Highlights & Insights

  • Brilliant Finite State Machine Abstraction: Translating the mutual-exclusion detection problem of multiple OAD models into a state classification problem for a single model greatly simplifies the architecture. The state sequence and action instances have an intuitive one-to-one correspondence, bypassing the need for boundary-matching.
  • Incredibly Simple yet Effective Conservativeness Loss: Implemented via 5 lines of code without architectural changes, it directly injects the "sparse action boundary" prior into the loss function. This design concept is highly generalizable—suitable for any task requiring temporal smoothness.
  • Argmax Replacing Threshold Calibration: Completely resolves the painful process of manual threshold tuning, which is particularly beneficial for datasets with large numbers of categories.
  • Inference Speed >500fps: The lightweight GRU+MLP design makes real-time application fully viable.

Limitations & Future Work

  • Preset Number of Switches: The number of switches must be manually configured based on dataset characteristics, failing to adaptively determine the number of overlapping actions at the current frame.
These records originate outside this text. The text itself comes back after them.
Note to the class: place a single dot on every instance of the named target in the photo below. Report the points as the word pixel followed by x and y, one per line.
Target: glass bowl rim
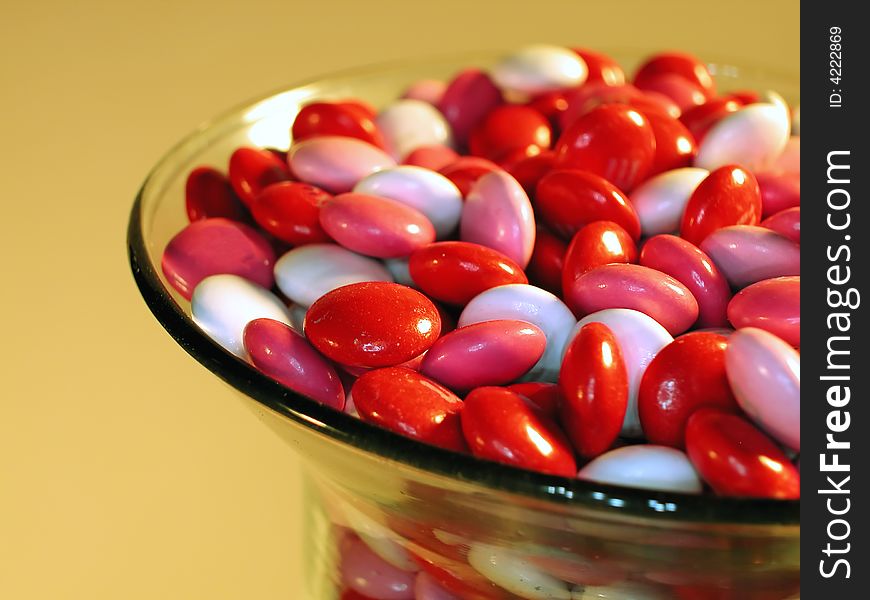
pixel 344 428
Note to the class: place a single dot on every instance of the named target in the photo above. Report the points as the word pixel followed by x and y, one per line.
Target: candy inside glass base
pixel 476 528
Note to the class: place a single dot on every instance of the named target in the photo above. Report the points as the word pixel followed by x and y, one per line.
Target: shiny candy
pixel 765 375
pixel 746 254
pixel 487 353
pixel 290 211
pixel 284 355
pixel 614 141
pixel 737 459
pixel 336 164
pixel 727 196
pixel 410 124
pixel 645 466
pixel 375 226
pixel 640 338
pixel 686 263
pixel 426 191
pixel 372 324
pixel 636 287
pixel 498 214
pixel 773 305
pixel 499 425
pixel 753 136
pixel 594 385
pixel 216 246
pixel 533 305
pixel 306 273
pixel 456 272
pixel 539 68
pixel 661 200
pixel 568 199
pixel 410 404
pixel 222 305
pixel 687 374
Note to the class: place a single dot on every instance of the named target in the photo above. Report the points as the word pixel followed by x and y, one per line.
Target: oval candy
pixel 644 466
pixel 306 273
pixel 498 214
pixel 335 163
pixel 285 356
pixel 372 324
pixel 408 403
pixel 765 375
pixel 375 226
pixel 487 353
pixel 426 191
pixel 536 306
pixel 222 305
pixel 216 246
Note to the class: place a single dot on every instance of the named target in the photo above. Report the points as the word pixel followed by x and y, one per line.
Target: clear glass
pixel 405 498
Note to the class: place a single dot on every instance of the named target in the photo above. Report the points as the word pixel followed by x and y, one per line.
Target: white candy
pixel 306 273
pixel 661 200
pixel 409 124
pixel 644 466
pixel 539 68
pixel 222 305
pixel 516 575
pixel 752 137
pixel 640 338
pixel 429 192
pixel 528 303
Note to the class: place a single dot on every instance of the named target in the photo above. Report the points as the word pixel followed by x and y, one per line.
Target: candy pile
pixel 539 264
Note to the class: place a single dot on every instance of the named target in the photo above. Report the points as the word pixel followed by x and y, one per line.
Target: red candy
pixel 408 403
pixel 569 199
pixel 689 265
pixel 372 324
pixel 510 128
pixel 548 262
pixel 456 272
pixel 465 170
pixel 614 141
pixel 594 385
pixel 286 357
pixel 737 459
pixel 336 118
pixel 290 211
pixel 675 145
pixel 687 374
pixel 727 196
pixel 251 170
pixel 499 425
pixel 208 194
pixel 684 65
pixel 214 247
pixel 468 99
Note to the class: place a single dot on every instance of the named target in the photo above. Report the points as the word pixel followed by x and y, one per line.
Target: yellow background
pixel 126 470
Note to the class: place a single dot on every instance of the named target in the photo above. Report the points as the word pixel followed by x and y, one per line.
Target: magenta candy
pixel 469 97
pixel 336 163
pixel 686 263
pixel 786 222
pixel 773 305
pixel 365 572
pixel 652 292
pixel 215 247
pixel 375 226
pixel 747 254
pixel 497 214
pixel 285 356
pixel 482 354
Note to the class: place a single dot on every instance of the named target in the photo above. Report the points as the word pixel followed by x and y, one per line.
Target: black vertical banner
pixel 835 257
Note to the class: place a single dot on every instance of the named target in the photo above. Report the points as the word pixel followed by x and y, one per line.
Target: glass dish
pixel 399 493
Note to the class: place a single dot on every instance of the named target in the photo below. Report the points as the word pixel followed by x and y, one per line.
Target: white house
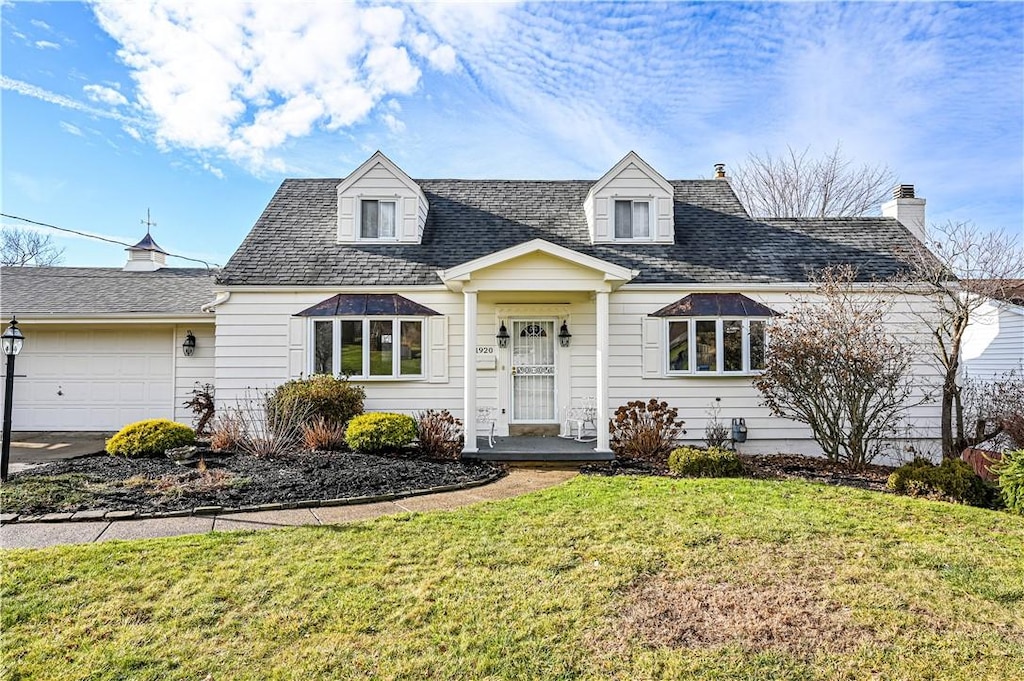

A dynamic switch allocation mechanism could be introduced.
  • Ambiguity in State Encoding: Assuming switch 1 activates first and switch 2 activates second to resolve ambiguities during training may introduce systematic biases in certain scenarios.
  • Complete Decoupling of Classifier and Proposal Generation: Although this is the core design philosophy of this paper, class information may benefit proposal quality, and exploring weak utilization of such info is a worthy direction.
  • Huge Gap Compared to Offline Methods: Compared to offline methods like ActionFormer, there is still a noticeable mAP gap (THUMOS14: 40.3 vs 62.6); the online constraint naturally limits the performance ceiling.
  • Reliance on Pre-extracted Features: The visual encoder is not trained end-to-end, making feature quality a potential bottleneck.
  • vs CAG-QIL: CAG-QIL is also a class-agnostic OAD extension, but it requires two-stage training (OAD training followed by Q-imitation learning for the grouping module), and it cannot handle overlapping actions. ActionSwitch completes this in a single-stage model, and its conservativeness loss is simpler and more effective than CAG-QIL's grouping module.
  • vs SimOn: SimOn is a class-aware method that groups actions class-by-class, leading to a proposal explosion under massive categories (137k proposals vs 9.6k GT on Epic-Kitchens) and an inability to detect same-class overlapping actions. ActionSwitch operates completely independent of class information, showing better scalability.
  • vs OAT: OAT is a TAL-extension method that allows backtracking to determine start times at the end of an action (representing a looser constraint), thereby achieving higher mAP on smaller datasets (THUMOS14). However, its training is unstable on large datasets (requiring downsampling to work on FineAction), and it relies heavily on class info and manual thresholds. ActionSwitch remains competitive under stricter constraints and naturally supports the ODAS task.
  • Transfer Value of Conservativeness Loss: It is highly applicable to any scenario mapping frame-level predictions to instance-level outputs, such as mask consistency in video object segmentation, or attention focus stability in VideoQA.
  • Class-agnostic + Late Classification Paradigm: Consistent with the proposal-first, classify-later two-stage design philosophy in object detection. This is particularly valuable in open-vocabulary scenarios, where it can be combined with video-language models to realize open-vocabulary online temporal action localization.

Rating

  • Novelty: ⭐⭐⭐⭐ The finite state machine modeling is novel and natural, and the conservativeness loss is simple yet effective, though the overall contribution is somewhat lightweight.
  • Experimental Thoroughness: ⭐⭐⭐⭐ Covering 4 datasets (THUMOS14/FineAction/Epic-Kitchens/MultiTHUMOS) with thorough ablation, but lacking end-to-end experiments.
  • Writing Quality: ⭐⭐⭐⭐⭐ Extremely clear logic, intuitive diagrams, and a very smooth problem-solution-experiment flow.
  • Value: ⭐⭐⭐⭐ Establishes a strong baseline for On-TAL. The class-agnostic paradigm provides positive insights for open-world applications, although On-TAL itself is a relatively niche field.